Record Low For Melbourne's Office Investment Yields


Office investment yields have hit a record low in Melbourne after another standout year for commercial sales activity.

CBRE’s new Australia Office MarketView report highlights that 2015 was a bumper year for office investment sales, with $14.9 billion in assets changing hands relative to the 10 year annual average of just over $9 billion.

This contributed to a further tightening in prime yields in Q4 to average 6.1 per cent nationally – with Melbourne achieving record yields.

CBRE Associate Director, Research, Felice Spark said the $675 million sale of a 50 per cent stake in Southern Cross Towers had assisted in resetting market yields in Melbourne, with the sale struck at a yield of circa 5.1 per cent.

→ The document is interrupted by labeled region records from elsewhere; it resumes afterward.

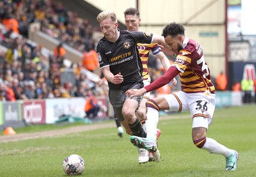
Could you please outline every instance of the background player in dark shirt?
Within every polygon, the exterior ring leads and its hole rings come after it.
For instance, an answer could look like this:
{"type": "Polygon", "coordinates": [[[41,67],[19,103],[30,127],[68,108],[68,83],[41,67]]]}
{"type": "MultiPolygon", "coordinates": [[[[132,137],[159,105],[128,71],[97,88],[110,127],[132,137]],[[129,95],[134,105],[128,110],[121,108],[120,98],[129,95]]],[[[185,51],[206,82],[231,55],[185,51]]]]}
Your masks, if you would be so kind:
{"type": "Polygon", "coordinates": [[[109,101],[115,114],[121,122],[127,121],[133,135],[146,137],[140,121],[135,116],[142,96],[130,98],[125,93],[129,89],[143,87],[142,64],[137,43],[164,43],[164,38],[141,31],[119,30],[113,12],[102,12],[97,19],[104,35],[97,47],[98,59],[108,82],[109,101]]]}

CBRE’s report tips further yield compression given ongoing investor demand, particularly from offshore buyer groups – not just from Asia but from Germany, North America, the Middle East and the Euro Zone.

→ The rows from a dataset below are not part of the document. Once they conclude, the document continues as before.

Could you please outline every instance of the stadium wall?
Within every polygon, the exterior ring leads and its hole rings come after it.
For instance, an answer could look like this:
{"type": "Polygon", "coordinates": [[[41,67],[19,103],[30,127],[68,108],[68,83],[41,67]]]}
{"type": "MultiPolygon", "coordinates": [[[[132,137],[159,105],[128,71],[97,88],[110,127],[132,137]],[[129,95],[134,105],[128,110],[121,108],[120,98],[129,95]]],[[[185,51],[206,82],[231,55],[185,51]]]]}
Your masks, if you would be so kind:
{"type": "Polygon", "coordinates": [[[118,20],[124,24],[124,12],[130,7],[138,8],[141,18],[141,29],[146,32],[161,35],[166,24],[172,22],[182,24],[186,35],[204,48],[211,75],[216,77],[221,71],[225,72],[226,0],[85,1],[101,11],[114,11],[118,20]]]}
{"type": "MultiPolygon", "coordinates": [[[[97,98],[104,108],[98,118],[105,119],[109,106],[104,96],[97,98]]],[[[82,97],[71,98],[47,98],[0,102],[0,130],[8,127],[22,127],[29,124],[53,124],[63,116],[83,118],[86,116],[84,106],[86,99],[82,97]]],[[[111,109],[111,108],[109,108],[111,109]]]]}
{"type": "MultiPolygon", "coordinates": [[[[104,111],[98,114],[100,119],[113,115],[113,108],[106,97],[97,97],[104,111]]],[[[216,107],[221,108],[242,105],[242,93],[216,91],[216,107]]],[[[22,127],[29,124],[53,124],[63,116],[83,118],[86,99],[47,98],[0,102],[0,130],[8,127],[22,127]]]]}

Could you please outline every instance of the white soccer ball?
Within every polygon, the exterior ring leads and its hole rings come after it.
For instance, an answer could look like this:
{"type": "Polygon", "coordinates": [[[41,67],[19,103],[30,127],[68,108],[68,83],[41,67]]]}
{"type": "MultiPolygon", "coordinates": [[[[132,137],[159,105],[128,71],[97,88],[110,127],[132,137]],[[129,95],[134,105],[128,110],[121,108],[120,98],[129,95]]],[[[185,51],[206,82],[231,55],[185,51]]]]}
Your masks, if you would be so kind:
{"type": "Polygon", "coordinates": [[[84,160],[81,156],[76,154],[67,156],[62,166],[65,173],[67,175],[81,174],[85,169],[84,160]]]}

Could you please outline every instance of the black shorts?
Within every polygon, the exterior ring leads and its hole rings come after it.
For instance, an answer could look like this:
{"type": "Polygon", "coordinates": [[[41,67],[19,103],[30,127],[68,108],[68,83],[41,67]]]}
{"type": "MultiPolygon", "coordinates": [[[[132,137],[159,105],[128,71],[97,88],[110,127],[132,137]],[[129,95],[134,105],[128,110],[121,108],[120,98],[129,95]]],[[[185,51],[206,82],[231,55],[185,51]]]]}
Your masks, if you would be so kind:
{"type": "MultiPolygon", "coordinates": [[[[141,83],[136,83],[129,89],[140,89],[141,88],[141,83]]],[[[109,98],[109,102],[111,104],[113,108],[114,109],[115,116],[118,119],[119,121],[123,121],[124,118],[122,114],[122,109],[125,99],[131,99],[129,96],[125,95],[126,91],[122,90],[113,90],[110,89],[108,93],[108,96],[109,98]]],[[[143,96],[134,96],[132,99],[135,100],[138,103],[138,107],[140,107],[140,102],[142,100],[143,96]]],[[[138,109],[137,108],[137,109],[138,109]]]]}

“There are still several major transactions in due diligence or in negotiation which are expected to settle in Q1 this year. We are forecasting further yield compression in the first quarter of 2016, but then expect to see stabilisation, before some modest decompression later in the year, as a result of rising bond yields,” Ms Spark said.

In Melbourne, prime yields tightened by 32 basis points over Q4, 2015 to an indicative yield of 5.9 per cent - the lowest on record, compared to a previous low of 6.3 per cent in the December quarter of 2007. Secondary yields in Melbourne also tightened, by 25 basis points, to a record low of 7.0 per cent.

CBRE Executive Managing Director, Capital Markets, Mark Granter said interest from offshore investors was continuing to propel the Melbourne investment markets.